Monday, July 17, 2006

Random Notes

farPhew! Getting back to regular blogging is difficult. Baby Elias is high maintenance. At least I have been able to read some novels, notably Sigrid Undset's Gunnar's Daughter (about sex and violence at the end of the Viking Age) and CF Meyer's The Saint (an interpretation of Thomas Becket as a convert and hero to the suppressed Saxon majority of England.) Currently, Maryse Condé's epic Segu, about the decline of the Malian kingdom with the encroachment of Europeans and Islam, is grabbing my attention.

Some of the notes that Condé strikes are present in "The Sufi Shaykh" by Ibrahim al-Koni, featured in Words without Borders look at Libyan literature. Reflecting the real conflicts between Islamic clerics and "fetishists" over slavery and marriage, the extract highlights the tensions caused by imposition of cosmopolitan religion over traditional practices.

"Tragedy on the Araxes" profiles an unfolding archeological tragedy in Azerbaijan. The government has been demolishing the cemetery of Djulfa and its distinct khachkars (burial monumnets) in an effort to remove evidence of Armenian settlement in the country.
... most of the famed khachkars are from the fifteenth and sixteenth centuries, when the town was at its most prosperous as a stop on the silk and spice trade routes between Asia and the Mediterranean. After the forced resettlement of 1604, the graveyard endured, and was visited by travelers from within and outside of the Caucasus over the next few centuries. They saw slabs of pink and yellowish stone, between six and eight feet high, intricately carved in relief. Most khachkars, which were believed to aid in the salvation of the soul, were decorated with crosses and representations of Christian holy figures, as well as depictions of plants, scenes of daily life, geometric designs, and epitaphs in Armenian ...

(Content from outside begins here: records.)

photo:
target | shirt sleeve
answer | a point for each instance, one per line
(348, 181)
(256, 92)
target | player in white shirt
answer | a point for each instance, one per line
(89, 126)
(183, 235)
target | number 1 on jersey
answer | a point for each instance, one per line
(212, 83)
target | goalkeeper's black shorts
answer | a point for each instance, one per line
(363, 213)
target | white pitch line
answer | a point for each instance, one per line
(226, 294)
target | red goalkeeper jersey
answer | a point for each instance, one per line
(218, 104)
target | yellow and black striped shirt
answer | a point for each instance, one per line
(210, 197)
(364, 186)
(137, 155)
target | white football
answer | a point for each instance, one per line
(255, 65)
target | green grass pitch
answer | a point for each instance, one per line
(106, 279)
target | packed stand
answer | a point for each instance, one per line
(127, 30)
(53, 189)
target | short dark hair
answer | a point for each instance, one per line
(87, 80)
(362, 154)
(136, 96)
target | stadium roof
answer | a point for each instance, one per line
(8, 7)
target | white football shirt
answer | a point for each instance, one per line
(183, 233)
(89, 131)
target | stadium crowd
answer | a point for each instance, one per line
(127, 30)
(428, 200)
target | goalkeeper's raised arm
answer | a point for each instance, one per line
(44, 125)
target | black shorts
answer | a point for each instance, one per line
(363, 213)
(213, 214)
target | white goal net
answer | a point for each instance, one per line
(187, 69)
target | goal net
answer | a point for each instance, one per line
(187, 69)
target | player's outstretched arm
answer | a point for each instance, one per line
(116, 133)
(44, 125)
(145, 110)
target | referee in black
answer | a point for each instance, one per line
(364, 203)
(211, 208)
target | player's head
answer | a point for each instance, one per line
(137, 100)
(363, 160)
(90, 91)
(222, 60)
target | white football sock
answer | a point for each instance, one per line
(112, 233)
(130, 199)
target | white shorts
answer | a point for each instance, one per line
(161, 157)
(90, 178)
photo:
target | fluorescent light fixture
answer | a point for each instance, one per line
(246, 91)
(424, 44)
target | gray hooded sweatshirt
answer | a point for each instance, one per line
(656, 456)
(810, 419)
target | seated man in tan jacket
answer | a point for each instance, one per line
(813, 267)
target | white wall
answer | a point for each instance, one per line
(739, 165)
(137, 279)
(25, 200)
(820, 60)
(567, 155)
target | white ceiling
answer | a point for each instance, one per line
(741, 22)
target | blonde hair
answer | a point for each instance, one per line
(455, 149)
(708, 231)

... In 1998, the Armenian government claimed that Nakhichevan's Azeri authorities were deliberately wrecking the cemetery in an act of symbolic violence and had destroyed 800 khackhars. The Armenians appealed to UNESCO and the International Council on Monuments and Sites (ICOMOS), trying to get "the entire international community up in arms," according to deputy culture minister Gagik Gyurdjian. UNESCO responded by ordering an end to all destructive activity in Djulfa. However, the demolition began again in 2002, according to RAA and local witnesses. The last remains of the cemetery were obliterated this past December. Over a period of three days beginning on December 14, 2005, a large group of Azeri soldiers destroyed the remaining grave markers with sledgehammers, loaded the broken stones onto trucks, and dumped them into the waters of the Araxes. That is what witnesses who watched the devastation from across the river in Iran say happened ...

Andrew of AIR, friend of this blog, has the new History Carnival. Check it out.

[ETA] I bought a copy of We Jam Econo: The Story of the Minutemen. Very cool look at one of my favorite bands, perhaps the best to ever come out of Southern California, and certainly the most musical and literate post-punk/hardcore outfit. Essential for anyone who read Our Band Could be Your Life.



[ETA, part deux] I hope that people have been keeping up with Joel's 'Word Catcher Tales', his musings on Japanese language and culture, at Far Outliers. A few weeks ago he mused on the geographical mentality of humans to see some places as being up, others down, with reference to power rather than position. (Of course, I added my two cents.)

2 Comments:

At 9:39 AM, Blogger air said...

I find it pretty funny that, according to Librarything, we only share three books in our libraries. One of which is Our Band Could Be Your Life.

And I really need to get me some Minutemen albums. Somehow in my quest to get more 80s punk and hardcore they've been missed.

And thanks for the link.

 
At 10:04 AM, Blogger Nathanael said...

Actually, I own thirteen books on your list, and have read a few more. I keep meaning to get a larger Library Thing account, but I am afraid that I would spend all my time entering the thousands of books I've accumulated.

I wish I had seen the Minutemen play live ... alas, I was too young, but I did see Firehose in an early gig.